טכניון מכון טכנולוגי לישראל
הטכניון מכון טכנולוגי לישראל - בית הספר ללימודי מוסמכים  
Ph.D Thesis
Ph.D StudentArmon-Zur Zurit
SubjectThe Public Interest in Transportation Infrastructure
Development through Public-Private-Partnerships:
A Case Study of the Jerusalem
Rail Transit
DepartmentDepartment of Architecture and Town Planning
Supervisor Professor Pnina Plaut
Full Thesis text - in Hebrew Full thesis text - Hebrew Version


Abstract

Public Private Partnerships (PPPs) are well-recognized models for the provision of public infrastructure around the globe during the past 30 years. Various models for public-private partnerships exist, differing by the division of risk between public sector (state) and private sector (concessioner). The DFBOT (Design Finance Build Operate Transfer) model, better known in its shorter version - BOT - is the most complex model, wherein most construction risks are imposed on the private sector.  On one hand, private sector participation eases the pressure on public budgets in the short term and optimizes construction procedures. On the other hand, the transfer of traditional public responsibilities to private interests often leads to friction between state and concessionaire and interferes with projects' completion. Few studies of Public-Private Partnerships focus on social and public issues.

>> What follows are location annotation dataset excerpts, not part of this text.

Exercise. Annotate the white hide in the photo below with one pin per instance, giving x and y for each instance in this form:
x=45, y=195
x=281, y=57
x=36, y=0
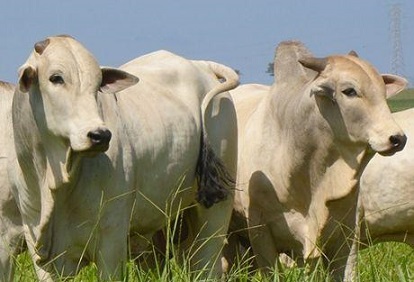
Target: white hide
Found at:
x=81, y=197
x=302, y=145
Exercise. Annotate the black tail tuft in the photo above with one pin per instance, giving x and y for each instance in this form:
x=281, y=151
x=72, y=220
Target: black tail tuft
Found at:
x=212, y=177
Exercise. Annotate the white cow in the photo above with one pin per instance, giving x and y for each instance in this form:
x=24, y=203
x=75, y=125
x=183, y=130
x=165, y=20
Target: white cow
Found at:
x=386, y=196
x=81, y=196
x=11, y=230
x=302, y=145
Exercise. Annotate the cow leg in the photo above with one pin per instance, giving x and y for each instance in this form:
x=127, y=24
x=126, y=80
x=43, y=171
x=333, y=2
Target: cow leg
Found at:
x=208, y=231
x=112, y=255
x=262, y=242
x=210, y=225
x=11, y=246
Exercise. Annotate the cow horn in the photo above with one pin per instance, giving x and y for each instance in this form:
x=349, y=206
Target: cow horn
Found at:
x=316, y=64
x=353, y=53
x=41, y=46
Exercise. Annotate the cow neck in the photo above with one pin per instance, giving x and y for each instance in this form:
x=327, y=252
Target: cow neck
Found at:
x=311, y=164
x=43, y=163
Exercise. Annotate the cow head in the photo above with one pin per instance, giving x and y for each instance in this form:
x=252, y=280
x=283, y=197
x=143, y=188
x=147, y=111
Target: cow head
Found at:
x=63, y=80
x=354, y=95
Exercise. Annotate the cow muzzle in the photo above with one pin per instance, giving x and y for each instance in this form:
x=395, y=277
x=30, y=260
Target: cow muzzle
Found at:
x=99, y=139
x=397, y=144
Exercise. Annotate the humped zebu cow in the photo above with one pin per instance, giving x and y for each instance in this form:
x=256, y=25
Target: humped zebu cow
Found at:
x=102, y=159
x=303, y=143
x=386, y=195
x=11, y=230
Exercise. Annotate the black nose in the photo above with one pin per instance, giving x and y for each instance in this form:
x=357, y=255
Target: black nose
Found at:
x=100, y=137
x=398, y=141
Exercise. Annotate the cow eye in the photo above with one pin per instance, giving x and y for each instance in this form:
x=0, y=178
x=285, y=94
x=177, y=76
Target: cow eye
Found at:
x=350, y=92
x=56, y=79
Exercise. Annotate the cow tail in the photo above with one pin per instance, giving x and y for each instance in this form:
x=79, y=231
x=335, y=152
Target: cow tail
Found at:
x=213, y=177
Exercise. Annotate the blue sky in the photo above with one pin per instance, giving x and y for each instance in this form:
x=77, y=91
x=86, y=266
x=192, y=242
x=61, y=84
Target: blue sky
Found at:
x=241, y=34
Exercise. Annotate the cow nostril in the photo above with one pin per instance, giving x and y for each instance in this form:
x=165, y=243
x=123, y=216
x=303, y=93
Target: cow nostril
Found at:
x=398, y=141
x=100, y=136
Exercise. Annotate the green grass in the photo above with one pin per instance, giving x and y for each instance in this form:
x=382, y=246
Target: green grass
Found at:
x=383, y=262
x=386, y=262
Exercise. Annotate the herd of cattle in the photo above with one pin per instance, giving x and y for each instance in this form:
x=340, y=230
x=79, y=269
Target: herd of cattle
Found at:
x=95, y=161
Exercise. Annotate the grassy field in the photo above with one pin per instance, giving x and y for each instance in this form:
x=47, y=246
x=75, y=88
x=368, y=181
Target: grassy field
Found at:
x=383, y=262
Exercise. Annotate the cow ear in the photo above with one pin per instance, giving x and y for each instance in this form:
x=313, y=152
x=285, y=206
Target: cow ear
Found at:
x=114, y=80
x=394, y=84
x=353, y=53
x=27, y=76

Even fewer have studied the effect of the transfer of critical public responsibilities to private hands on the public interest.

The research aims were twofold: 1) To develop a systematic process for public interest analysis in transportation projects constructed through Public Private Partnerships; 2).To implement this process in an in-depth case study of the Jerusalem Light Rail Transit (LRT). Since the term 'Public Interest' is obscure, a 'Dynamic-Public-Interest' model was developed, grounded in the normative and Utilitarian-consequential theoretical philosophies of government, public policy and law.    

Based on Grounded Theory, one of several qualitative research methods, the Content Analysis method was applied to relevant documents regarding the planning and construction of the Jerusalem LRT. The information sources analyzed in light of the 'Dynamic Public Interest Model' included planning documents, minutes of planning committee meetings, minutes of Knesset [Israel's parliament] committee meetings, state and city comptrollers' reports, statutory objections, newspaper reports and articles, and in-depth interviews with public-sector decision-makers.   

The conclusions of the study are that: 1) Although decision makers' intent was to act on behalf of the normative public interest, the practical process of planning and construction in fact fulfilled the utilitarian-consequential public interest. 2) Many objections to the project and delays in progress, which interpreted into a major increase in budget, occurred as a result of ignored interests of different sectors. A comprehensive mapping of the public interest during the planning process would have produced a more accurate time and cost estimation of the specific alternative of route. The public interest would have been better served if all economic implications were   taken into account.

The current study contributes to the field of social and public interests in the planning of transportation projects with private-sector involvement. It contributes to theoretical concepts of public interest as well as to the practical implementation of public interest mapping during project planning assessment. The research provides a basis for future studies that could establish the proposed model for public interest analysis in transportation projects and compare different types of public-private partnerships with the scope of public interest protection.